The “-c both” option above checks for the default forward and reverse degenerate primer sequences to match exactly in each sequences (You can use whatever primer sequences you want. However, the primer sequences in this case are set by default in the script, which you can look at with “read_filter.pl -h”). If you don’t set the “-c” option to either “both” or “forward” then there wont be any primer matching.

By default this script will output filtered FASTQs in a folder called “filtered_reads” and the percent of reads thrown out after each filtering step is recorded in “read_filter_log.txt”. This script is just a convenient way to run two popular tools for read filtering: FASTX-toolkit and BBMAP.

If you look in this logfile you will note that ~40% of reads were filtered out for each sample. You can also see the counts and percent of reads dropped at each step.

Question 2

How many reads of sample 36CMK6WT were filtered out for not containing a match to the forward primer (which is the default setting in this case).

Conversion to FASTA and removal of chimeric reads

The next steps in the pipeline require the simple conversion of sequences from FASTQ to FASTA format, using the following command (< 1 min on 1 CPU):

cd ~/Desktop/16S_chemerin_tutorial
run_fastq_to_fasta.pl -p 4 -o fasta_files filtered_reads/*fastq

Note that this command removes any sequences containing “N” (a fully ambiguous base read), which is << 1% of the reads after the read filtering steps above.

During PCA amplification 16S rRNA sequences from different organisms can sometimes combine to form hybrid molecules called chimeric sequences.
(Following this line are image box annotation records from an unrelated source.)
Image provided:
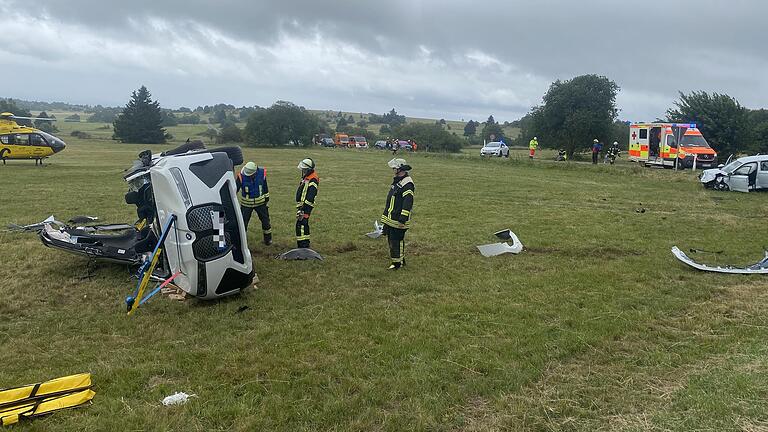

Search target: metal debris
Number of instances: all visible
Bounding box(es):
[276,248,323,261]
[477,229,523,257]
[672,246,768,274]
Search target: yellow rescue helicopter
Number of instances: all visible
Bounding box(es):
[0,112,67,165]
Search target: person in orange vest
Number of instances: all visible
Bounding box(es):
[296,158,320,248]
[235,162,272,246]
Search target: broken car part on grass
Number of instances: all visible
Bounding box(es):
[477,229,523,257]
[672,246,768,274]
[275,248,323,261]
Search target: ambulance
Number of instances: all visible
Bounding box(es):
[629,123,717,168]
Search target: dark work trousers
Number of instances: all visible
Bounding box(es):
[296,218,309,248]
[240,204,272,234]
[387,226,408,265]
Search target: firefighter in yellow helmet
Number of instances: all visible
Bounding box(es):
[528,137,539,159]
[381,158,415,270]
[235,162,272,246]
[296,158,320,248]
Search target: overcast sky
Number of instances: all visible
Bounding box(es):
[0,0,768,121]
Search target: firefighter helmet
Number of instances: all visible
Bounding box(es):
[387,158,411,171]
[296,158,315,170]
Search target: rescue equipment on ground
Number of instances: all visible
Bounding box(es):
[672,246,768,274]
[125,214,181,315]
[477,229,523,257]
[0,373,96,426]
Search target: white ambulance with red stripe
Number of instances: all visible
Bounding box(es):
[629,123,717,168]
It’s important to remove these so they aren’t incorrectly called as novel Operational Taxonomic Units (OTUs). Unfortunately, not all chimeric reads will be removed during this step, which is something to keep in mind during the next steps.
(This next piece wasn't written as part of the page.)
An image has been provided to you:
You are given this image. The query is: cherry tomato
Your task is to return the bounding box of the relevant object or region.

You can run chimera checking with VSEARCH with this command (~3 min on 1 CPU):

chimera_filter.pl -type 1 -thread 4 -db /home/shared/rRNA_db/Bacteria_RDP_trainset15_092015.fa fasta_files/*fasta

This script will remove any reads called either ambiguously or as chimeric, and output the remaining reads in the “non_chimeras” folder by default.

By default the logfile “chimeraFilter_log.txt” is generated containing the counts and percentages of reads filtered out for each sample.

Question 3

What is the mean percent of reads retained after this step, based on the output in the log file (“nonChimeraCallsPercent” column)?

Question 4

What percent of stitched reads was retained for sample 75CMK8KO after all the filtering steps

Hint

“you will need to compare the original number of reads to the number of reads output by chimera_filter.pl)?”

Assign samples to the reads

Now that we have adequately prepared the reads, we can now run OTU picking using QIIME. An Operational Taxonomic Unit (OTU) defines a taxonomic group based on sequence similarity among sampled organisms. QIIME software clusters sequence reads from microbial communities in order to classify its constituent micro-organisms into OTUs. QIIME requires FASTA files to be input in a specific format (specifically, sample names need to be at the beginning of each header line). We have provided the mapping file (“map.txt”), which links filenames to sample names and metadata.

As we saw the map.txt (e.g. with less -S) had 2 columns without any data: “BarcodeSequence” and “LinkerPrimerSequence”. We don’t need to use these columns today. These would normally be populated for multiplexed data.

Also, you will see that the “FileInput” column contains the names of each FASTA file, which is what we need to specify for the command below.

This command will correctly format the input FASTA files and output a single FASTA:

add_qiime_labels.py -i non_chimeras/ -m map.txt -c FileInput -o combined_fasta 

If you take a look at combined_fasta/combined_seqs.fna you can see that the first column of header line is a sample name taken from the mapping file.

De novo OTU picking

Now that the input file has been correctly formatted we can run the actual OTU picking program.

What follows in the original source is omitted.